Everything went well, we said we'd keep in touch, next time she's in London she'd contact me, and we went our separate ways. Great way to start a new year, right? Huh...as if!

I started getting stomach pain about two hours after we'd eaten. My abdomen was so distended, I looked like I was going to give birth to a baby elephant-or maybe a full-sized elephant. I couldn't move, could hardly breathe, and it felt like someone was cutting their way out of my stomach. Really-it reminded me of the Alien film? Anyone remember that? When I finally went to see the GP on Friday-just to find out what she thought it was and how long I was going to continue to feel sick, she remembered (everyone at the doc's office loved the films. I knew there was a reason I kept going back there). So-remember the scene where the alien chews its way out of the man's stomach, and runs around, chomping at people? That is how I felt. And it was decidedly unpleasant.

Well-I made myself sick (the old fingers down the throat trick), and was doing that all night, not that it did much good. By Thursday afternoon the swelling had gone down. My system is so full of antibiotics anyway, I figured that any alien would have just keeled over and died of malnutrition.

And Tina was sick, too-so it was definitely food poisoning. We kept phoning each other all night long, just to check that neither of us had died.

I've been pretty much out for the count for the past week. So much for new year's resolutions, right? And so much for curry. And takeaways. And eating out...

I was so ready to wish everyone a happy 2020 and a happy and healthy new decade, too. So happy both to you, and so sorry that it's over a week later than I'd intended.

I decided not to start the new year the way I started the old year-and the old decade.

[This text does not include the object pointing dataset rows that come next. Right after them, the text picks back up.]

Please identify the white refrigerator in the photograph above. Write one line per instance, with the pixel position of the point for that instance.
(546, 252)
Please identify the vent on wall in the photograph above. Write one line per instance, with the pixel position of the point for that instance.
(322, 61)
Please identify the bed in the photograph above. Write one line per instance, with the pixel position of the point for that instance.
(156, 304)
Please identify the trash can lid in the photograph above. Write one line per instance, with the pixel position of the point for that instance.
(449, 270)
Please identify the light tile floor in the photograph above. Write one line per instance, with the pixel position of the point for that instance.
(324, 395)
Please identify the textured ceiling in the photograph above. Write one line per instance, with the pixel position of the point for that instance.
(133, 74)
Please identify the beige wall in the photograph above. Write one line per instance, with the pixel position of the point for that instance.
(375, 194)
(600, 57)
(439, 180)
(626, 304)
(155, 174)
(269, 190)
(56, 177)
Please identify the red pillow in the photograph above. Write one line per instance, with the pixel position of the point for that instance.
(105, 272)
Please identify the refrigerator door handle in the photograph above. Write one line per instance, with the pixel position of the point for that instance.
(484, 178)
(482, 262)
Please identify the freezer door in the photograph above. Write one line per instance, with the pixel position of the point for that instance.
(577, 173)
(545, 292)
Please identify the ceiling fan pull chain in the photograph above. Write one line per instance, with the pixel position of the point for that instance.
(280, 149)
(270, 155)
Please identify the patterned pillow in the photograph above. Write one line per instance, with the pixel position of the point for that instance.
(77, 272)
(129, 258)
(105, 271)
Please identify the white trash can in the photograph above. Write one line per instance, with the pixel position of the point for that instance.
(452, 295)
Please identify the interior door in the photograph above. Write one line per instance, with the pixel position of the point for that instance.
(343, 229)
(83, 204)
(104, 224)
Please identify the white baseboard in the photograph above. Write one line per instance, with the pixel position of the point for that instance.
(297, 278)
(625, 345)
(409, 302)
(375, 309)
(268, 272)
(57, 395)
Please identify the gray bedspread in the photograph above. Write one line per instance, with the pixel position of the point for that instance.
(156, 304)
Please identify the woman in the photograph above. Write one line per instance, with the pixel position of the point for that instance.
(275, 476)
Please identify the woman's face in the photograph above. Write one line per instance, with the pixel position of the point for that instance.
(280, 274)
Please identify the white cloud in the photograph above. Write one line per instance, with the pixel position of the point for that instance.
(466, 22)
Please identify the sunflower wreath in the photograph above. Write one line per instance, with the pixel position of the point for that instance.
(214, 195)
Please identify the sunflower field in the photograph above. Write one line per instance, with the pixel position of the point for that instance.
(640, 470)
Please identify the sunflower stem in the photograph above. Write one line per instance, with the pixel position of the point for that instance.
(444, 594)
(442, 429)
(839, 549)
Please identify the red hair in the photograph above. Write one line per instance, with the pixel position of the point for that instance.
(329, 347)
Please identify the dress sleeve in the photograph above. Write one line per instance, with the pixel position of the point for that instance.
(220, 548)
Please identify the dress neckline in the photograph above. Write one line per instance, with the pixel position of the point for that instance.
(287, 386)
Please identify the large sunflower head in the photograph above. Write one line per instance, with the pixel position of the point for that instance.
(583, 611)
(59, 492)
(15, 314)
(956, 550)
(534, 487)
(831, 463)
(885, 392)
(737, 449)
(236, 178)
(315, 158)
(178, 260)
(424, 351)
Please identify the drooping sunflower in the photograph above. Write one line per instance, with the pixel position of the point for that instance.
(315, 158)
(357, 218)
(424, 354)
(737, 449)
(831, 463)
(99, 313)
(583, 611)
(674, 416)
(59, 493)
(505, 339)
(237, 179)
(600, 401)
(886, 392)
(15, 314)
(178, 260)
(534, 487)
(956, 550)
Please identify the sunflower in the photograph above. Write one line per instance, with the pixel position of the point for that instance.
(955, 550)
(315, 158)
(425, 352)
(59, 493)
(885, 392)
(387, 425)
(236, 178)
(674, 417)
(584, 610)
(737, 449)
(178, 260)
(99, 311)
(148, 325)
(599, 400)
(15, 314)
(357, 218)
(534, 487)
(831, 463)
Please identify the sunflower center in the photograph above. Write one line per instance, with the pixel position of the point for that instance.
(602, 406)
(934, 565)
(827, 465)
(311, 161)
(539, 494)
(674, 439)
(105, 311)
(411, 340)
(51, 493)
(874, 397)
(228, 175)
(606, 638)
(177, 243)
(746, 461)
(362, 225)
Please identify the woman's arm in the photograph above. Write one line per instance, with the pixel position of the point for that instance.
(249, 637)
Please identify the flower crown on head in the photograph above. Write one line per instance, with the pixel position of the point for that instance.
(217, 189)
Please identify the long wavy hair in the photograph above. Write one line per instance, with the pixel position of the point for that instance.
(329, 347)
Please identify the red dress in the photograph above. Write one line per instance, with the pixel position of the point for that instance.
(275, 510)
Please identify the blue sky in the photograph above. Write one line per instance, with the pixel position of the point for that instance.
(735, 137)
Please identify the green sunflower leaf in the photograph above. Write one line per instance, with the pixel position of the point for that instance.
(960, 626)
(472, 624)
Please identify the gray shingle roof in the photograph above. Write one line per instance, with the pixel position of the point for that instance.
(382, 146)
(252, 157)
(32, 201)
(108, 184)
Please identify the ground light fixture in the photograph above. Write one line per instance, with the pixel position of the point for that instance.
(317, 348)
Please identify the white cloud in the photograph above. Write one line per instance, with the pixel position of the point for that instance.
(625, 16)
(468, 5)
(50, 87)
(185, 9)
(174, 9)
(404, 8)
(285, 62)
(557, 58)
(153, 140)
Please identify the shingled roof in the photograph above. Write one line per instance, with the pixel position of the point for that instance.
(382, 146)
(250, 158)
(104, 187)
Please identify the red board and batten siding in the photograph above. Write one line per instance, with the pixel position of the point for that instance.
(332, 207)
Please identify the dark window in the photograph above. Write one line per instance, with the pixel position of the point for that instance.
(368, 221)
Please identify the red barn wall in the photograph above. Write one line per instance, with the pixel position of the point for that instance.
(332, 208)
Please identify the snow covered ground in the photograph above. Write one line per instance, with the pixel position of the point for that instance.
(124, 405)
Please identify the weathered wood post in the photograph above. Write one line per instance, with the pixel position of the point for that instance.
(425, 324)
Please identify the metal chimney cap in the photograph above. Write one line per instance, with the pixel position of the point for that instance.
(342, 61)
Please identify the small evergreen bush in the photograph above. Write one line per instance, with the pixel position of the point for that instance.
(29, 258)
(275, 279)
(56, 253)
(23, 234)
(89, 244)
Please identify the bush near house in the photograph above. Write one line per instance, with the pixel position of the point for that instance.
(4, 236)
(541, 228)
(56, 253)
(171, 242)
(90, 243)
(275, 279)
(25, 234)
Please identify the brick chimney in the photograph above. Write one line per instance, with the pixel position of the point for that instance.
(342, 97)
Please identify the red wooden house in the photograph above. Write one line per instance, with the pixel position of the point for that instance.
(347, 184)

I didn't want to carry all that negativity and anger with me; I used the hatred and injustice over the gentamicin to propel myself forward, refusing to let the incompetent bastards win. Was justice done? No, it was not. That does irk me-but I also know that there's nothing I can do about it. So I just have to leave it in the past and keep working to get as much balance back as I can-and to work on getting healthier post-cancer, and not to fear cancer's return. That is something that I will have to deal with if it happens, not before.

Of course, if anyone really feels like coming over to round up the cripplers-Hilary Longhurst is now killing/crippling her patients in Harley Street, of course-much more money than in the NHS- Phil Bright is working in North Bristol NHS, ferret-faced Grigoriadou and fucky bucky buckster Matt Buckland are both doing the same, bullying and crippling patients at the Royal London Hospital in Whitechapel-and kicking the living crap out of all of them so that all patients will be safe for at least a couple of years (when you are invited to come over, round them up, and kick the shit out of them again), please feel free. It's not aggression; it's compassion for all those unsuspecting patients who aren't free of the monsters' tentacles.

Let me know; I'll take you to lunch. Repeatedly. A good restaurant where you don't have to worry about practically dying from e coli-or from some alien trying to chew his way out of your stomach.
In Yank speak: upscale. In Brit speak: posh.

Meanwhile, I'm back (just a little thinner), I'll keep you updated, much more often. Life over here is getting much more lively...

Happy New Year, Happy New Decade, and lay off the curry.